With a long struggle for political and cultural rights behind them, many Kurds support the left-wing People’s Democratic Party (HDP), which is firmly in the No camp.

Celik used to vote for the HDP but believes they are too close to the Kurdistan Workers' Party (PKK), the guerrilla movement that has fought an armed struggle against successive governments for decades.

And, as he tries to scratch a living on the stony soil of a farm two hours’ drive from Diyarbakir city, he says Erdogan’s Justice and Development Party (AKP) has improved his life as no other party has.

“Before the AKP came to power there were no roads to our village, there was no drinking water in our village and we could not go to hospital because we had to pay," he says, as he sits in the spring sun sipping strong Turkish tea. "After they came to power everything changed because we have these services and I don’t believe the others can do that.”

Celik, his two wives and eight children, are still far from living in the lap of luxury.

Their home is a one-storey rectangle with carpets scattered on the cement floor and a curtain instead of a door in front of the squat toilet.

Chickens and ducklings wander in the yard, there are several hectares of land but they are not good enough to grow crops.

His current ambition is to buy a car to negotiate the mud tracks and potholed roads that lead to the village.

Kurdish vote could be decisive

According to a poll last month about 57 percent of Kurds will probably vote No and about 25 percent Yes.

In Taveran village, near Celik's home, however, other residents assure us they are all voting Yes.

One of them, Adem Karakoc, is unphased by Erdogan’s nationalist rhetoric, which centres on references to a “strong Turkey”.

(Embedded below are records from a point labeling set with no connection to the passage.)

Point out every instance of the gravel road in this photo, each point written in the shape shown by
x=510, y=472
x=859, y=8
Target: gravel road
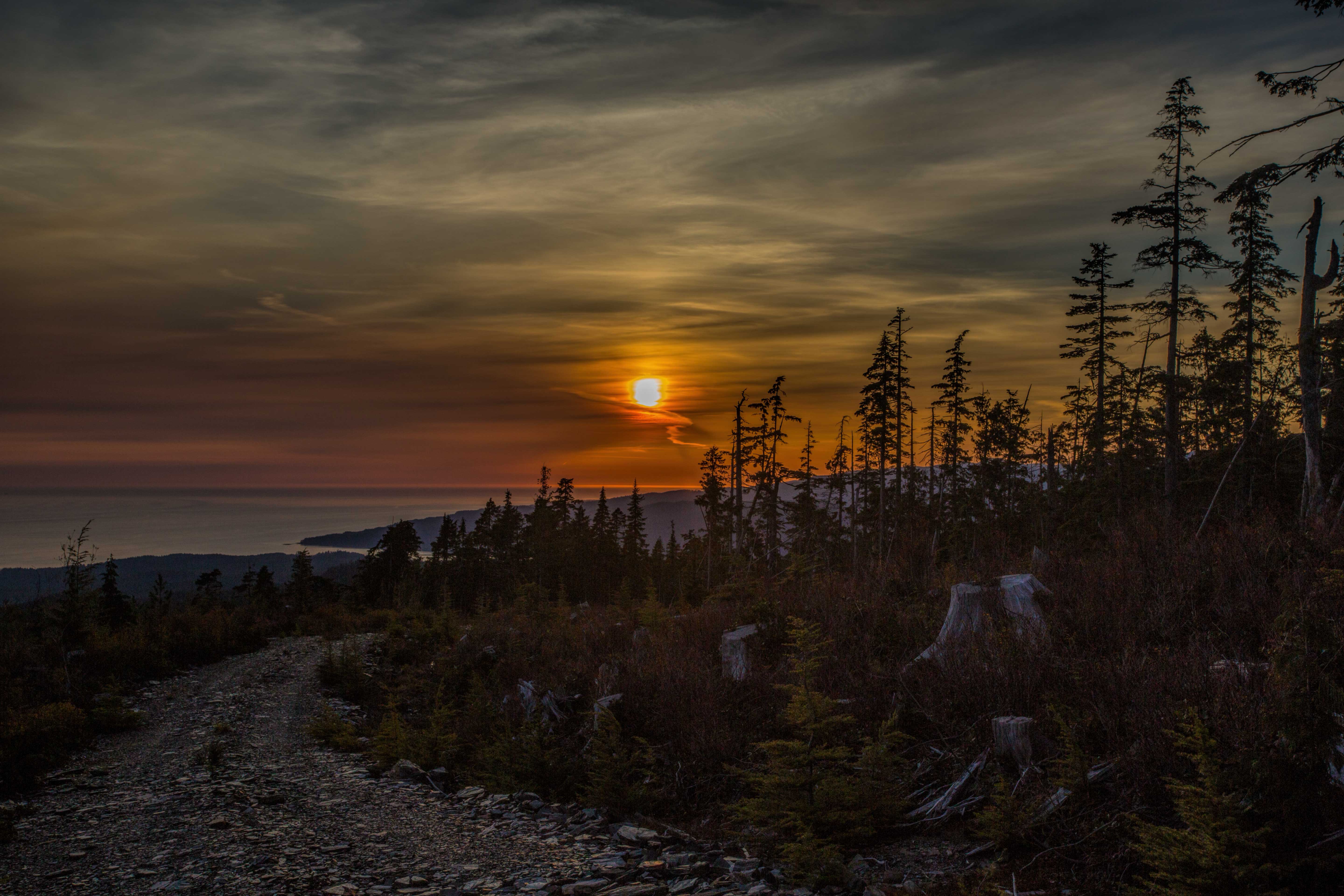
x=142, y=813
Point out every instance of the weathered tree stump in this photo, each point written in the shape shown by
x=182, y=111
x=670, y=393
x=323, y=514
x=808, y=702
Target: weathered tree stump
x=1013, y=739
x=733, y=649
x=972, y=606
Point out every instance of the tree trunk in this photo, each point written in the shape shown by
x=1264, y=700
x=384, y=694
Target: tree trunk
x=1171, y=410
x=1310, y=367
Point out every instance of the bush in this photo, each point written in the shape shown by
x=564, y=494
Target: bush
x=806, y=792
x=1215, y=852
x=37, y=741
x=620, y=773
x=111, y=715
x=332, y=731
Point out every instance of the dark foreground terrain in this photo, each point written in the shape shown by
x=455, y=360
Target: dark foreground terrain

“I think a strong Turkey is not about ethnic groups and cultures," he says. "It means everybody, Turks and Kurds, everybody.”

He, too, credits the AKP with bringing facilities to the area and that counts for a lot in such a neglected area.

With the left opposed to Erdogan’s plan and the nationalist right divided, the Kurds’ vote could be decisive.

For once, villagers like these may hold some real political power.